TEMA

A chuva (ou, O sol).

A muito não vejo o sol, o bolor instala-se impiedoso pelas paredes. Baratas e traças surgem por toda parte. Há dias, minhas roupas no varal, tudo tem cheiro de mofo. A escuridão no horizonte não nos deixa animar, sair, nem pensar, não quero mais me molhar. O resfriado, a gripe, renite. Mas tenho que trabalhar, esta interminável chuva terei que enfrentar. O vento é seu aliado perverso, torna o guarda-chuva peça inútil, que só faz mais nos judiar. A água que escorre pelo pescoço, causando um ruim arrepio, indicio de piora do resfriado. As mais diversas formas de poças, os pés molhados por dentro do calçado. Uma neblina espessa, assustadora, apresenta-se mais adiante. E o ar condicionado do ambiente de trabalho espera para secar-me.
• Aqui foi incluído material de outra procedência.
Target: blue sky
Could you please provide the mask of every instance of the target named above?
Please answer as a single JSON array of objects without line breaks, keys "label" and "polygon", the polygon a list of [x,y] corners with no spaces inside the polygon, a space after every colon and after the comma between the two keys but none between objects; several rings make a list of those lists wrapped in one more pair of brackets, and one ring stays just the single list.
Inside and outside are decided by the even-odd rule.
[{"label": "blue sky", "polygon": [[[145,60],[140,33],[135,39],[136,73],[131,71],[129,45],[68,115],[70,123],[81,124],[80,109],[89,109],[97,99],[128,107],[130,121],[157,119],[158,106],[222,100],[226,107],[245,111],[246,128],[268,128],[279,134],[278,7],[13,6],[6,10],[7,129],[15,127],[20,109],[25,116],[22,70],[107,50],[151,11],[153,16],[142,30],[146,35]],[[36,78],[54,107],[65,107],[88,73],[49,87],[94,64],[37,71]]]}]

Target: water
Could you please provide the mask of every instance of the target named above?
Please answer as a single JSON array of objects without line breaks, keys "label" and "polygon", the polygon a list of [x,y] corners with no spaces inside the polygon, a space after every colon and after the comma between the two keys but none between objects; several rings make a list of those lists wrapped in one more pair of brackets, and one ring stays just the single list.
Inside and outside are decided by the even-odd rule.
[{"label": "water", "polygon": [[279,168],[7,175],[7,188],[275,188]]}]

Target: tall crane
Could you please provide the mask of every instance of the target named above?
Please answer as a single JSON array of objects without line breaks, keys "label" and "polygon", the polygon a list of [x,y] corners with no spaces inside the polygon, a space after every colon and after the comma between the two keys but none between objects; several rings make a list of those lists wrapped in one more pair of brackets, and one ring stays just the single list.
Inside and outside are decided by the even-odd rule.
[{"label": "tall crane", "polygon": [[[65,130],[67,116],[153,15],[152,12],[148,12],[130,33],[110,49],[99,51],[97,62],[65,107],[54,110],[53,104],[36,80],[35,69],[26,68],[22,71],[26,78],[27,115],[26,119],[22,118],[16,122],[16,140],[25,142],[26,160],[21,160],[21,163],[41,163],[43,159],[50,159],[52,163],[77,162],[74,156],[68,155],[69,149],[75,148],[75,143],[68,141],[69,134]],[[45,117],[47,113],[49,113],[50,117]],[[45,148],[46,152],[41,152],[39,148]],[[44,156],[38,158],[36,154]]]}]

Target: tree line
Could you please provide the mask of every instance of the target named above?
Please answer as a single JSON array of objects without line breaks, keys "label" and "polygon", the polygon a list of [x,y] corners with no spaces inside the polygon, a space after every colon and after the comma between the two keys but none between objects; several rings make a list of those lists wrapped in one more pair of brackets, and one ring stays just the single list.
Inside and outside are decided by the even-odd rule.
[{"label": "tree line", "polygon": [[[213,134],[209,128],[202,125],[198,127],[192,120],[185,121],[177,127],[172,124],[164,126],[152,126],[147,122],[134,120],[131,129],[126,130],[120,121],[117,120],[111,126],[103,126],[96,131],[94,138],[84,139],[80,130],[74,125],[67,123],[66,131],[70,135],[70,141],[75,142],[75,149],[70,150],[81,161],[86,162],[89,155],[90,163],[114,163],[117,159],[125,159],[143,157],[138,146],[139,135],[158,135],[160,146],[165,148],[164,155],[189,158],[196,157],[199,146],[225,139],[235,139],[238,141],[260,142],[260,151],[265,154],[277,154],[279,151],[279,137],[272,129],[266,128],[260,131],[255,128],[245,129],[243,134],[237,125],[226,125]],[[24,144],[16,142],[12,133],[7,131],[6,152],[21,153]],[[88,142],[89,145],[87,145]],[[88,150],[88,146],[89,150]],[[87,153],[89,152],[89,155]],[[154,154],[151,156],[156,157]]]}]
Ah! O sol! Como se fosse o Deus supremo no juízo final, abre passagem por entre as nuvens espessas e escuras, eliminando-as com vigorosos golpes de calor. Brilha violentamente refletindo sobre as águas empoçadas pelo chão limpo e escurecido. Eleva-se uma nuvem de fumaça partindo do asfalto, é a água, que sob ordens do sol, parte para seu reino de umidade a desaguar n'outro lugar. Assim as nuvens caminham apressadas, dando lugar ao gostoso e ansiado calor. Ele brilha renovado, e todos querem sair para cumprimentá-lo. Os bares, lugares, fervem de gente animada. As janelas de meu quarto podem ser reabertas, e os cômodos de minha casa voltam a ser claros. Saio a caminhar para apreciar o infinito horizonte.
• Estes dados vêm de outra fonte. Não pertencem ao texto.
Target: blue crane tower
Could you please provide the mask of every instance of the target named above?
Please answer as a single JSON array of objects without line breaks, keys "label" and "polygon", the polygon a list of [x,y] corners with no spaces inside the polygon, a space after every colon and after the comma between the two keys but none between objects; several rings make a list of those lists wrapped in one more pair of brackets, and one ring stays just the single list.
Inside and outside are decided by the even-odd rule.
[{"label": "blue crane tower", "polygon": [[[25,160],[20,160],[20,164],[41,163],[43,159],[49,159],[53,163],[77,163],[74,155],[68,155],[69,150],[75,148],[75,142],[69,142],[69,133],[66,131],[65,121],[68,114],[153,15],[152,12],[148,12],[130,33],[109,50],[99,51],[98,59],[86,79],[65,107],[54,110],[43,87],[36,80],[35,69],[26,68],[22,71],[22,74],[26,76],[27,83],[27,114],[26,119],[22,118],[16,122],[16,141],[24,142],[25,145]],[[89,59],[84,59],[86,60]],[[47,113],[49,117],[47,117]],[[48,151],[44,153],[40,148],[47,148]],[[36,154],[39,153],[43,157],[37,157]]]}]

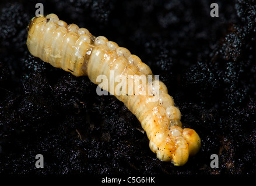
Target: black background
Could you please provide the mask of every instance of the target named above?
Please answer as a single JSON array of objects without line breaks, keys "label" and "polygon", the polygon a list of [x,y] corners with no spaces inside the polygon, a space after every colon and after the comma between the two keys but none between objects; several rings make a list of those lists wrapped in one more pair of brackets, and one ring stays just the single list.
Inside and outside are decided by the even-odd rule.
[{"label": "black background", "polygon": [[[158,160],[117,99],[31,56],[26,27],[44,14],[128,49],[167,85],[202,140],[184,166]],[[210,16],[212,2],[218,17]],[[1,1],[0,173],[253,174],[256,163],[254,1]],[[255,116],[254,116],[255,117]],[[37,154],[44,168],[35,167]],[[219,168],[210,166],[212,154]]]}]

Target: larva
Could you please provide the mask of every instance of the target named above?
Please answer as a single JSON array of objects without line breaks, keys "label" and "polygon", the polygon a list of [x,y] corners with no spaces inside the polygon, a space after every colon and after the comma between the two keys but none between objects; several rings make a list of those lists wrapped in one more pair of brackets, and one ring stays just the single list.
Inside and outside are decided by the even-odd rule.
[{"label": "larva", "polygon": [[[96,80],[99,75],[104,74],[109,80],[111,70],[127,79],[131,75],[152,74],[150,67],[126,48],[104,37],[96,37],[75,24],[68,25],[54,14],[34,17],[27,31],[27,46],[33,56],[76,76],[88,76],[94,84],[100,83]],[[113,81],[108,80],[108,84],[110,83]],[[155,96],[152,94],[120,95],[115,92],[114,95],[139,120],[157,158],[171,161],[176,166],[183,165],[189,156],[199,151],[201,140],[194,130],[181,128],[180,110],[174,106],[166,86],[160,81],[157,83],[159,95],[156,101],[152,101]],[[117,83],[114,83],[115,87]],[[140,90],[147,85],[139,84]],[[109,86],[104,89],[110,91]]]}]

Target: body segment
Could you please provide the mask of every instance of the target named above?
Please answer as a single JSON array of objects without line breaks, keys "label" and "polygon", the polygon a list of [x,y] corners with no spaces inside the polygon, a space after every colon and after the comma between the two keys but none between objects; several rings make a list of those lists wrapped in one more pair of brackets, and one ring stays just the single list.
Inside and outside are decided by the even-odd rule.
[{"label": "body segment", "polygon": [[[157,80],[141,81],[138,77],[149,77],[152,72],[126,48],[104,37],[96,37],[76,24],[68,25],[54,14],[31,19],[27,45],[34,56],[76,76],[88,76],[94,84],[101,84],[97,77],[106,76],[108,81],[101,88],[114,95],[136,116],[147,134],[151,150],[159,159],[183,165],[199,149],[201,140],[197,133],[181,128],[181,113],[166,85]],[[113,81],[111,72],[115,77],[124,77],[125,81]],[[129,90],[131,76],[132,83],[139,86],[139,92]],[[157,95],[142,93],[150,84],[157,85],[154,87],[159,89]],[[127,88],[113,92],[110,87],[120,85]]]}]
Forte e ardente é o calor que emana da terra seca. A superfície onde piso, já transformada em pó leve e fino pela ausência da umidade, sobe com o pisar de minhas botas já amarronzadas, e entram pelas narinas causando leve asfixia. O suor escorre quente e vaporoso pela minha fronte ressecada, tão qual o território que vislumbro à minha frente. A caminhada torna-se longa e as imagens distorcem-se a beira do asfalto. A sola do pé arde e as meias não impedem a entrada do fino pó que causa fricção e consequente irritação na pele. Mas sigo, ofegante. Defronte a um sol que brilha veemente e impede o vislumbrar do horizonte.
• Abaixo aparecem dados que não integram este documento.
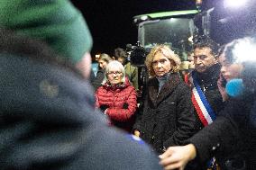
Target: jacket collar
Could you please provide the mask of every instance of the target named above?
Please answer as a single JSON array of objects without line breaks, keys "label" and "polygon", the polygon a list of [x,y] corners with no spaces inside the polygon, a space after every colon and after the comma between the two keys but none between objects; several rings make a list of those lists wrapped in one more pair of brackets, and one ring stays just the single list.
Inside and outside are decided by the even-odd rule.
[{"label": "jacket collar", "polygon": [[213,83],[216,82],[217,79],[219,78],[220,75],[220,69],[221,67],[219,64],[215,64],[212,67],[210,67],[206,72],[204,73],[199,73],[197,70],[195,70],[195,75],[199,81],[199,84],[202,84],[202,82],[205,83]]},{"label": "jacket collar", "polygon": [[172,73],[169,76],[169,80],[163,85],[160,93],[159,81],[156,77],[153,77],[149,81],[149,99],[152,102],[154,107],[161,103],[167,96],[169,96],[176,88],[176,86],[181,82],[178,73]]}]

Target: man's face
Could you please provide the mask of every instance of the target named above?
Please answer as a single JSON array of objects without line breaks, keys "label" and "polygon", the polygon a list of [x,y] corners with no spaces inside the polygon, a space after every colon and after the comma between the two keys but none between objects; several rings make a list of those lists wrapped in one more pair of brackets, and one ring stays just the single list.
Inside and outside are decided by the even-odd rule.
[{"label": "man's face", "polygon": [[197,48],[194,50],[194,63],[195,69],[199,73],[204,73],[208,67],[216,64],[217,60],[210,48]]},{"label": "man's face", "polygon": [[220,55],[219,63],[221,64],[221,73],[224,78],[229,82],[233,78],[240,78],[242,70],[242,65],[238,63],[230,63],[224,54]]},{"label": "man's face", "polygon": [[105,69],[106,65],[107,65],[107,62],[105,62],[105,61],[103,60],[103,59],[99,59],[99,60],[98,60],[98,65],[99,65],[99,67],[101,67],[101,68],[103,68],[103,69]]},{"label": "man's face", "polygon": [[170,61],[162,53],[155,54],[152,61],[153,70],[157,76],[162,76],[171,69]]}]

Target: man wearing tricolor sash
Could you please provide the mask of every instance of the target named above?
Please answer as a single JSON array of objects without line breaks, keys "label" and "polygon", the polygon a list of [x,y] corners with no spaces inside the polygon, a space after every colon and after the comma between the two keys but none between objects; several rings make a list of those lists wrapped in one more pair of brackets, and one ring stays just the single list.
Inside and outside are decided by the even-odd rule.
[{"label": "man wearing tricolor sash", "polygon": [[[217,85],[220,75],[217,54],[218,45],[210,38],[197,40],[194,45],[195,70],[188,75],[187,83],[191,87],[195,112],[200,120],[197,125],[198,130],[212,123],[224,106]],[[211,161],[207,164],[207,168],[214,165]]]}]

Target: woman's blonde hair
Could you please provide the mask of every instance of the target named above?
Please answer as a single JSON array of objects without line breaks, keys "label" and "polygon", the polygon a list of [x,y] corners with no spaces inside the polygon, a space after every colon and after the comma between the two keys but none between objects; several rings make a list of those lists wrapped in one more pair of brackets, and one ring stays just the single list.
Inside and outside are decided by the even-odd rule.
[{"label": "woman's blonde hair", "polygon": [[123,66],[119,61],[113,60],[113,61],[110,61],[107,64],[106,67],[105,67],[105,75],[104,75],[104,79],[103,79],[102,85],[107,83],[107,73],[112,68],[115,68],[115,69],[117,69],[117,70],[122,72],[122,80],[121,81],[122,81],[122,83],[124,83],[125,82],[125,70],[124,70]]},{"label": "woman's blonde hair", "polygon": [[180,62],[180,58],[178,58],[178,56],[175,54],[174,51],[171,50],[168,45],[160,44],[160,45],[155,46],[153,49],[151,49],[151,52],[148,54],[146,60],[145,60],[145,65],[148,68],[148,71],[151,76],[156,76],[153,67],[152,67],[152,61],[153,61],[155,55],[159,52],[164,55],[167,58],[169,58],[169,61],[173,61],[173,62],[170,62],[172,65],[170,71],[172,73],[177,73],[179,71],[181,62]]}]

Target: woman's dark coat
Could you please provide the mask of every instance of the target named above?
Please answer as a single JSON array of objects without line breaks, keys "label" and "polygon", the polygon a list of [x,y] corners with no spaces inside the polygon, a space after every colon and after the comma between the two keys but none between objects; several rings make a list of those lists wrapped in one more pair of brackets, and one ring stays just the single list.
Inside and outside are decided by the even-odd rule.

Primeiro tímida, depois suave, e por fim, intensa. A chuva vem para alivio da natureza, para alegria dos passarinhos, e lava os telhados, os carros, a alma. Dá vontade de ficar nela, envolto em seus carinhos umidificantes. Matar a saudade do que a muito não se via, quase não se lembrava como era. O seu cheiro de terra, e água, e ar. Tenho que abrir as janelas, deixar este aroma entrar. Pulverizar a secura instalada em meu viver, umedecer as articulações do corpo, das coisas, da mente. Saio mais cedo para poder sentir seus pingos sobre meu corpo. Mal vejo sua cortina, tal qual um chuveiro ligado a meia força. Goteja em meus olhos com o frescor do renascer.